Fillongley Park, located on the East coast of the island, is known for containing some of the largest remaining stands of Douglas Firs and Cedars in the region. Some of the trees are simply enormous, both in height and width. David took us there for a walk with the dogs through the old growth forest to the meadow where the original owner, George Beadnell, had his homestead before selling the land for $1 to the Provincial Government in 1953. The only sign that someone once lived there is an overgrown stone fountain and Mr Beadnell’s grave.
There are some great tidepools around Denman’s coast with lots of sea anemones and bright purple starfish. We collected mussels and oysters off the rocks on one of our walks and I made Moules Marinieres while David barbecued the oysters. It was a great feeling, sourcing my own food, preparing it and making it into a delicious meal.

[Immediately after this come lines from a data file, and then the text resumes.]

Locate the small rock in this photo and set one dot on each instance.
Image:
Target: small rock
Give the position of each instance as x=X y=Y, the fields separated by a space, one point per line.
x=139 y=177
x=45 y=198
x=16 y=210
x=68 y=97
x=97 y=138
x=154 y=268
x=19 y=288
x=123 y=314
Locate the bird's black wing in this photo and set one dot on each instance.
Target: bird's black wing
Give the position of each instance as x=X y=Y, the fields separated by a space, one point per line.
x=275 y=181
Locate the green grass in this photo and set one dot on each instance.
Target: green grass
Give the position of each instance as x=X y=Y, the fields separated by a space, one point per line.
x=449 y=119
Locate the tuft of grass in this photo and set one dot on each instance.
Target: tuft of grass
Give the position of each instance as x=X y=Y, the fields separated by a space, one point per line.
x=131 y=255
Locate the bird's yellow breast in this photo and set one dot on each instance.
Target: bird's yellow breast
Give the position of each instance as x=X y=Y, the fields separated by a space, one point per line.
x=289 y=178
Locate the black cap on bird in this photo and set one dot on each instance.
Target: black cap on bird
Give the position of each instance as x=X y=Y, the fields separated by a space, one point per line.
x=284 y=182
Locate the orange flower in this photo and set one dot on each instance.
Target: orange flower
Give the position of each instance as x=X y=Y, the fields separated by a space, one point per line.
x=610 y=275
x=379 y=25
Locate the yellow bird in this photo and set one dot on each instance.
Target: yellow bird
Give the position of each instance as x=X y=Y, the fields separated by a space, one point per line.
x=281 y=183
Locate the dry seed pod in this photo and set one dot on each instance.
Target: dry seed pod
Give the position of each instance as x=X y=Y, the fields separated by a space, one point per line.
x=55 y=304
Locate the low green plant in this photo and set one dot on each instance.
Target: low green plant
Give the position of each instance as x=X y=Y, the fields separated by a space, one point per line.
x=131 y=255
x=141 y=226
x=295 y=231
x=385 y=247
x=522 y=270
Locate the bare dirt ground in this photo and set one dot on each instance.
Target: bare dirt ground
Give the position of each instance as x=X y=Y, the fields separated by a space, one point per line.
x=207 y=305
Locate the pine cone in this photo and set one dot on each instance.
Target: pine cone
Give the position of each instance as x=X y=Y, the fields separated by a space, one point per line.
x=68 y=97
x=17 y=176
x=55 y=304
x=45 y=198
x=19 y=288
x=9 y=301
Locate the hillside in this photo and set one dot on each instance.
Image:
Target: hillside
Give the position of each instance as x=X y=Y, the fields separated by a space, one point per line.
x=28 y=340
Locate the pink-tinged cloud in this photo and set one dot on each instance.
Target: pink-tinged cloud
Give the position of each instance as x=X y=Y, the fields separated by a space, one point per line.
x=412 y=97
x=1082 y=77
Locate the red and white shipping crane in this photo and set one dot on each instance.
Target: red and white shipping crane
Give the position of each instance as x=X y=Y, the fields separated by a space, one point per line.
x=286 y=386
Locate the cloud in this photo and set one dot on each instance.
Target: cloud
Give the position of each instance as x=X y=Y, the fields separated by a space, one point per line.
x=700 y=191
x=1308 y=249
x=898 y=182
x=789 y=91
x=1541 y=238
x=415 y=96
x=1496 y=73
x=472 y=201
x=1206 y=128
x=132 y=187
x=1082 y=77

I also baked bread, made homemade apple sauce, baked apples and apple and raspberry muffins with produce I picked myself on the property. More so than ever, our stay has made me really want to have a vegetable garden and fruit trees when we get a house with a backyard. It is a great feeling to grow or forage for your own food.
Kaffe Klatsch is one of the only Cafes on the island, located in tiny Denman Village. We went there for a coffee on our first day with David and his daughter, then again after helping David’s friend Paul dig holes and plant trees on his property, he thanked us by buying us lunch. Such a lovely little place where a lot of the locals hang out. Fantastic coffee, chai lattes and the homemade roasted tomato soup was to die for. It tasted even better because we worked hard for it.
One sunny day we took out the canoe on the marsh behind David’s property. It was so still and quiet. We paddled through the water lilies and saw otters frolicking in the water and a beaver swimming around with it’s head barely above water. Such a peaceful and beautiful place to while away an afternoon.
When our two and a half weeks were up we were reluctant to leave. It had come to feel like home and we were very comfortable there with David and the dogs. We took the ferry over to Buckley Bay with David and he drove us to Courtenay, further up Vancouver Island where he has his Photography course every Tuesday and where we were taking local buses up to Campbell River to ferry to Quadra Island.
David took us to a wonderful Bakery/Café/Chocolate Shop and treated us to coffee and chocolates. I had a fantastic White Chocolate and Pumpkin Spice latte. He dropped us off at the bus stop and we said our goodbyes.
The Courtenay Museum was right next door to the bus stop and there was an hour wait for the bus so we went in to check it out and get out of the cold. It was really interesting and had great displays on the First Nations people from the area and also a lot of Palaeontology exhibits, including an entire skeleton of an Elasmosaur, the first recorded find in British Columbia. The Gift Shop had some beautiful First Nations Art.
It was a lovely ending to our enlightening stay on a friendly island where the local community is such a strong and positive force. We felt so welcome there and it only made me want to explore more of these pristine islands.
There is something very special about this part of the world and the people that inhabit it and we feel so privileged to have been a part of it, if only for a short time.